Healthcare’s Human, Moral, and Relational Crisis
The healthcare industry, despite its remarkable advances in diagnostic and therapeutic capabilities plus computational power, has lost touch with its core values, say experts in a recent article published in The BMJ. The medical sector urgently needs to reconnect with its human, moral, and relational foundations for the welfare of patients and staff.
Authors Don Berwick, Maureen Bisognano, and Bob Klaber argue that a deep paradox exists. With all the technological progress, patients feel more like they are being processed rather than being cared for. The workforce also experiences moral distress, loss of purpose, and is losing staff at a disturbing rate due to this shift from human care to technical processing.

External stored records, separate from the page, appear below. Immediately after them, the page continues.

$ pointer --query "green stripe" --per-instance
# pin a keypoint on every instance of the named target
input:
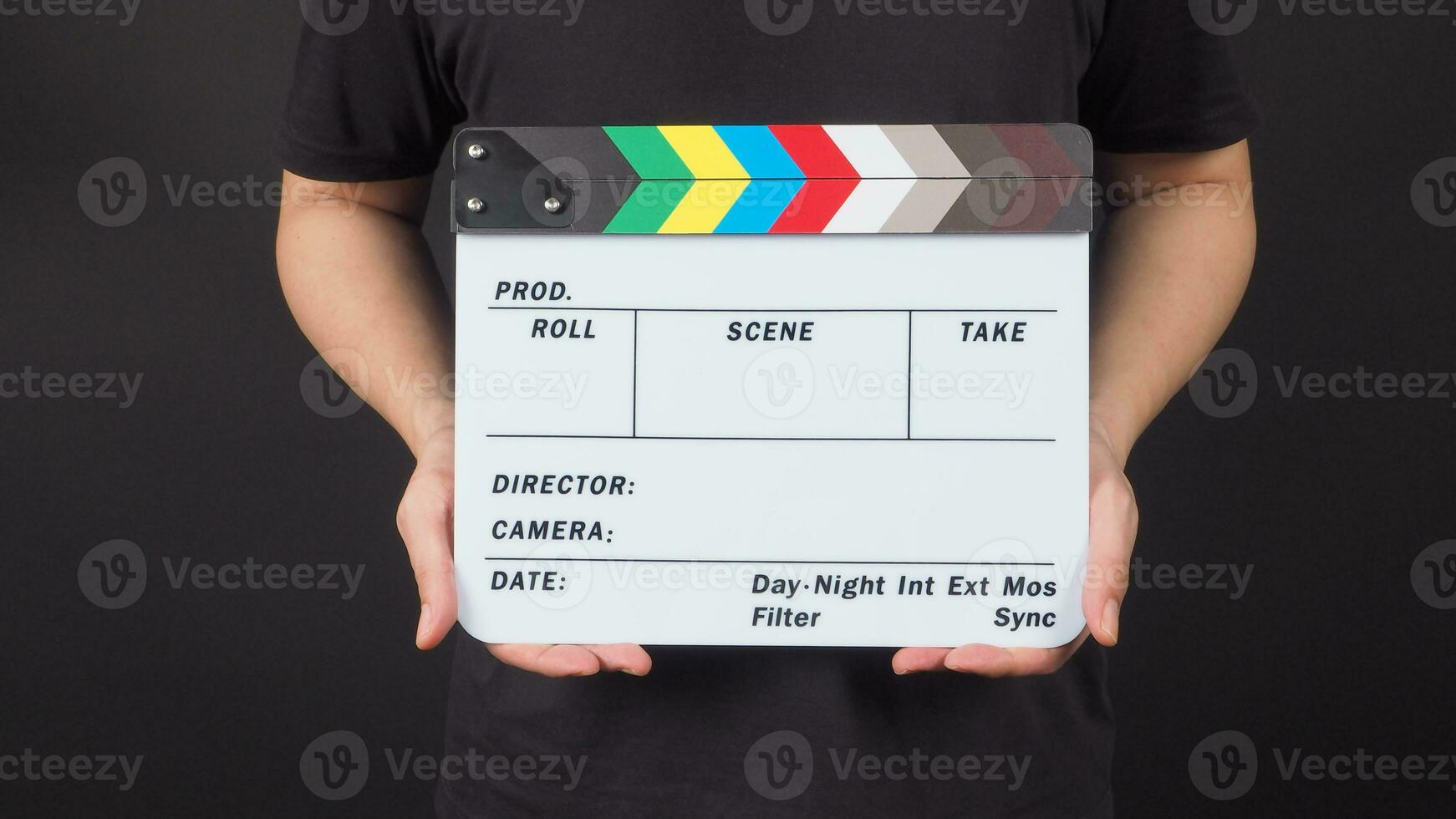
(649, 207)
(649, 151)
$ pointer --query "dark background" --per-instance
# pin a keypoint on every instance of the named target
(1326, 501)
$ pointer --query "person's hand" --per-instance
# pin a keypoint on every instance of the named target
(1112, 514)
(427, 522)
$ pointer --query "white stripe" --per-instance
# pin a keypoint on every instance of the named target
(869, 206)
(869, 151)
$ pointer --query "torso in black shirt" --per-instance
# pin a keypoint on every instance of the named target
(380, 100)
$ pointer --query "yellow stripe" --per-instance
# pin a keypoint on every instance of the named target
(704, 151)
(705, 204)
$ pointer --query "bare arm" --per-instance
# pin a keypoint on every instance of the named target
(361, 284)
(1169, 274)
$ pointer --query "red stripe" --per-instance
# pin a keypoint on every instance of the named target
(816, 155)
(1036, 147)
(814, 206)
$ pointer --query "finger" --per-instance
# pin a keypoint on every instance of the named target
(993, 661)
(424, 522)
(912, 661)
(547, 661)
(1110, 552)
(628, 658)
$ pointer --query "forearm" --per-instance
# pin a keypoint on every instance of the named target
(361, 280)
(1171, 272)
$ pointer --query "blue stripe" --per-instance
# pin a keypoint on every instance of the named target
(759, 151)
(759, 206)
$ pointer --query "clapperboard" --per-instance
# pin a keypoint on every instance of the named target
(772, 384)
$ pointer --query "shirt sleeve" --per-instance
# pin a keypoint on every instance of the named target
(369, 100)
(1159, 82)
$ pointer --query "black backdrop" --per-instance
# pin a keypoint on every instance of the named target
(1337, 644)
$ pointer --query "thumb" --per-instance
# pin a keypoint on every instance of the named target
(1110, 552)
(425, 522)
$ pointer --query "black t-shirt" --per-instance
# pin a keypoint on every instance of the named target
(378, 92)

The overemphasis on “rational” lexicon focusing on measurements, targets, and efficiency, has outweighed the “relational” one prioritizing feelings, kindness, and human connection. This has led to the creation of an industrialized healthcare system that follows standardized protocols, overlooking the unique individuality of patients.

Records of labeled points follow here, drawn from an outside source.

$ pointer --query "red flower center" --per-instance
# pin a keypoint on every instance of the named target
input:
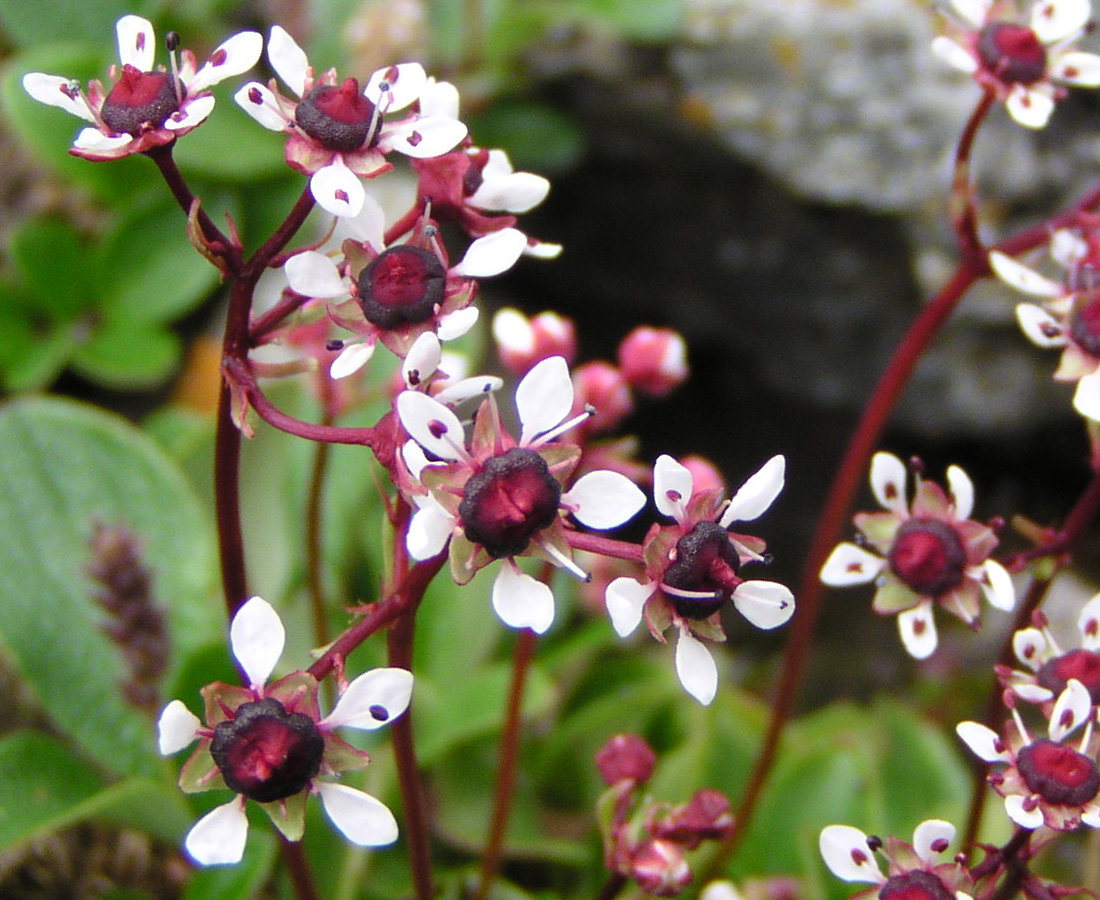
(1058, 774)
(915, 885)
(512, 498)
(1012, 53)
(403, 285)
(1082, 665)
(705, 562)
(265, 753)
(139, 101)
(927, 556)
(338, 117)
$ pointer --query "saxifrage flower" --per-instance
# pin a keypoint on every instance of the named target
(146, 107)
(268, 743)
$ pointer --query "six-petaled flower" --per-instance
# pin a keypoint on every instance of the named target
(922, 553)
(268, 743)
(146, 107)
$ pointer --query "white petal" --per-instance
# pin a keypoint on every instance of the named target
(1088, 622)
(845, 852)
(232, 56)
(625, 599)
(257, 100)
(314, 274)
(930, 832)
(421, 139)
(1081, 69)
(997, 585)
(1021, 277)
(850, 564)
(136, 42)
(695, 668)
(191, 113)
(954, 54)
(1055, 20)
(92, 139)
(1073, 706)
(351, 359)
(1040, 327)
(439, 98)
(1030, 647)
(176, 728)
(888, 482)
(257, 637)
(422, 360)
(765, 603)
(56, 91)
(218, 837)
(360, 818)
(603, 500)
(1087, 396)
(428, 531)
(520, 601)
(457, 324)
(494, 253)
(435, 427)
(288, 59)
(374, 699)
(338, 189)
(672, 486)
(543, 397)
(754, 497)
(1030, 107)
(515, 193)
(403, 86)
(982, 741)
(917, 630)
(974, 12)
(1025, 819)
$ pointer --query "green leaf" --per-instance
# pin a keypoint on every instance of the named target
(53, 261)
(128, 355)
(152, 273)
(66, 468)
(44, 787)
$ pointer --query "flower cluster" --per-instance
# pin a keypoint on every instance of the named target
(922, 553)
(268, 743)
(693, 569)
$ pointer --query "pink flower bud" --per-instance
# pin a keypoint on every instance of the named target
(625, 756)
(653, 360)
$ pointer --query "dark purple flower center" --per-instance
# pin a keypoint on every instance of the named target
(402, 286)
(1058, 774)
(927, 556)
(916, 885)
(706, 562)
(1082, 665)
(1012, 53)
(265, 753)
(1085, 324)
(139, 100)
(508, 501)
(338, 117)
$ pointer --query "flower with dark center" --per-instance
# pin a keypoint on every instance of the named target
(1058, 774)
(403, 285)
(1013, 52)
(264, 753)
(915, 885)
(922, 553)
(338, 117)
(706, 562)
(139, 101)
(927, 556)
(512, 498)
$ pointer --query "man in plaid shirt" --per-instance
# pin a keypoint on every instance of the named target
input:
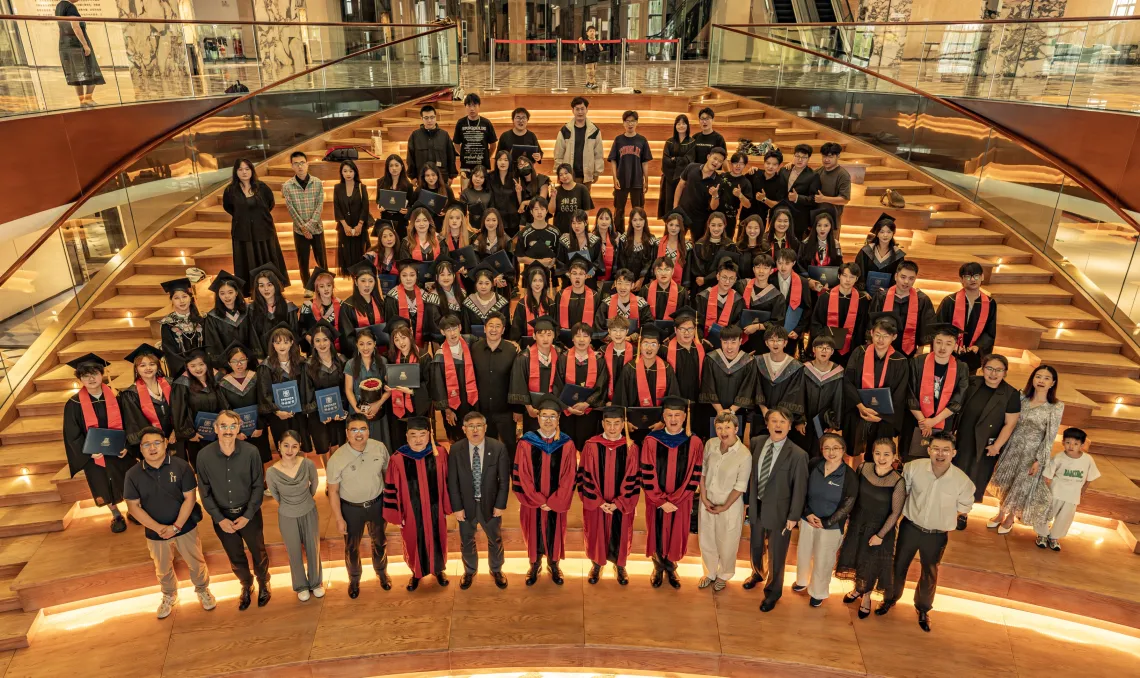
(304, 196)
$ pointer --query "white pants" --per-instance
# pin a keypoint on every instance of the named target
(1061, 514)
(815, 558)
(718, 536)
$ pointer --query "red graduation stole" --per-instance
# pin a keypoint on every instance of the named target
(670, 305)
(678, 264)
(833, 316)
(401, 295)
(145, 401)
(725, 312)
(643, 397)
(869, 367)
(587, 311)
(912, 316)
(959, 319)
(532, 382)
(926, 393)
(626, 357)
(453, 381)
(402, 402)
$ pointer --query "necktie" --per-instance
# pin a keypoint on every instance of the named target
(477, 472)
(762, 480)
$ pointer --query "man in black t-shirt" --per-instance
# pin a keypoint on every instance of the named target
(707, 139)
(629, 162)
(473, 138)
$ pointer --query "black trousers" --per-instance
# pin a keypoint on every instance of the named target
(357, 519)
(495, 550)
(929, 547)
(773, 545)
(620, 195)
(303, 246)
(252, 537)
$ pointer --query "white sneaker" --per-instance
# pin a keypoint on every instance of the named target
(168, 605)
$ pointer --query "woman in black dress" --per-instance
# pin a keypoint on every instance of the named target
(353, 219)
(241, 386)
(194, 392)
(95, 406)
(76, 56)
(678, 154)
(325, 369)
(182, 327)
(866, 555)
(253, 235)
(395, 179)
(228, 323)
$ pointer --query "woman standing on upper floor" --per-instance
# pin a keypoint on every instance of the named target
(253, 235)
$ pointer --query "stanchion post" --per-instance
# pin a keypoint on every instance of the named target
(558, 89)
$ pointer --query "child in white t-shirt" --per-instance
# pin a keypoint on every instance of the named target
(1067, 475)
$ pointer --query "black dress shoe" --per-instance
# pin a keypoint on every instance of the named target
(595, 571)
(925, 621)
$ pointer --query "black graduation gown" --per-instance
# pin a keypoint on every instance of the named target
(188, 398)
(857, 334)
(861, 434)
(985, 342)
(910, 424)
(220, 332)
(106, 482)
(179, 337)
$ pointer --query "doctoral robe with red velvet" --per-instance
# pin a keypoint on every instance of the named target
(416, 498)
(609, 473)
(544, 474)
(670, 468)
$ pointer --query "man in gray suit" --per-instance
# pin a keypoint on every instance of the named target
(775, 501)
(478, 482)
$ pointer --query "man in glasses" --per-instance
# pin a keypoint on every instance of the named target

The BMJ experts insist on restoring the relational balance, which is essential for quality and safety in healthcare. They point out that the healthcare providers where employees feel appreciated and valued have consistently lower patient mortality rates.
The Institute for Healthcare Improvement’s (IHI) framework indicates that the conditions for increasing joy at work are achievable and measurable. A work environment offering clarity of purpose, psychological safety, and feeling valued enhances performance.

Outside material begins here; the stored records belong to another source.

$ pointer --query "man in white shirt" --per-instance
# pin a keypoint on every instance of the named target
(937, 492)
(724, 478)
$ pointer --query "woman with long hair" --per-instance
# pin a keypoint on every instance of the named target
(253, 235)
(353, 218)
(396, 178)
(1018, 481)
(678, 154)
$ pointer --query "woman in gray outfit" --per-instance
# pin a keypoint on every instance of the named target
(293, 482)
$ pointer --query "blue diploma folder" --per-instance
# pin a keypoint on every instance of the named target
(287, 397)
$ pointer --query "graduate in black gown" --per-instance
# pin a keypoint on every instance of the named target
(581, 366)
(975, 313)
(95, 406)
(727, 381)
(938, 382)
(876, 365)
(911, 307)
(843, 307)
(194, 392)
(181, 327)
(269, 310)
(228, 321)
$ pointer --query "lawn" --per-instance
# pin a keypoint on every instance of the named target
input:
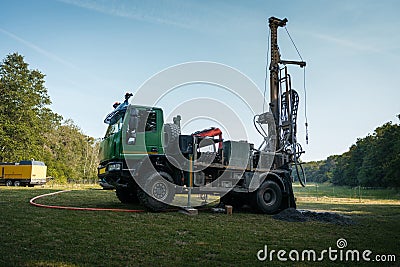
(33, 236)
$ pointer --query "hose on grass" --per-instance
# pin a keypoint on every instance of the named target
(32, 202)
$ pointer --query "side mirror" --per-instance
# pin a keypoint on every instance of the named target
(132, 126)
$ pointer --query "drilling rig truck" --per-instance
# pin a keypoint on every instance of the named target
(149, 161)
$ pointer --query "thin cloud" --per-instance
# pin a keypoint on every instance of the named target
(152, 14)
(38, 49)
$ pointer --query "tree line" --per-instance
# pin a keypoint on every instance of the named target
(29, 129)
(373, 161)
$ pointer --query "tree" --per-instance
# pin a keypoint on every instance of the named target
(24, 114)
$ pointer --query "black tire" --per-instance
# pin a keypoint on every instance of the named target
(157, 192)
(268, 197)
(235, 200)
(127, 195)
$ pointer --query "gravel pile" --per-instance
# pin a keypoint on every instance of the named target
(294, 215)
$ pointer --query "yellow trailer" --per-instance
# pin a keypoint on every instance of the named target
(26, 172)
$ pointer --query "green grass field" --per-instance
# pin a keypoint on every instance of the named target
(33, 236)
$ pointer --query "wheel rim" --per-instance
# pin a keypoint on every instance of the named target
(269, 197)
(160, 190)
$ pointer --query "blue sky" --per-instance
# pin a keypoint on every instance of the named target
(92, 52)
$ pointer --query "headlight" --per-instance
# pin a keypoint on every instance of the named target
(114, 167)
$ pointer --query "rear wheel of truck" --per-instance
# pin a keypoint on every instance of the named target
(157, 191)
(268, 197)
(127, 195)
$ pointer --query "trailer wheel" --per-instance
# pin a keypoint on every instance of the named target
(157, 192)
(268, 197)
(127, 194)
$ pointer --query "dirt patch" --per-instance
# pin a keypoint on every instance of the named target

The experts also highlight the importance of kindness, which is scientifically linked to better staff retention, improved team performances, and better patient outcomes. The “What Matters to You?” movement, inspired by an article in the New England Journal of Medicine, exemplifies this important shift.
Even though there are structural and powerful forces driving healthcare away from its human dimension, these are not irreversible. Through every ward round, clinical consultation, and leadership conversation, there’s an opportunity to balance the practices with systems and processes.
Ultimately, when healthcare systems invest in joy, kindness, and compassionate leadership, patients fare better, and the staff prosper. “We can begin now on our collective leadership challenge to reconnect healthcare with its mission and purpose,” the experts conclude.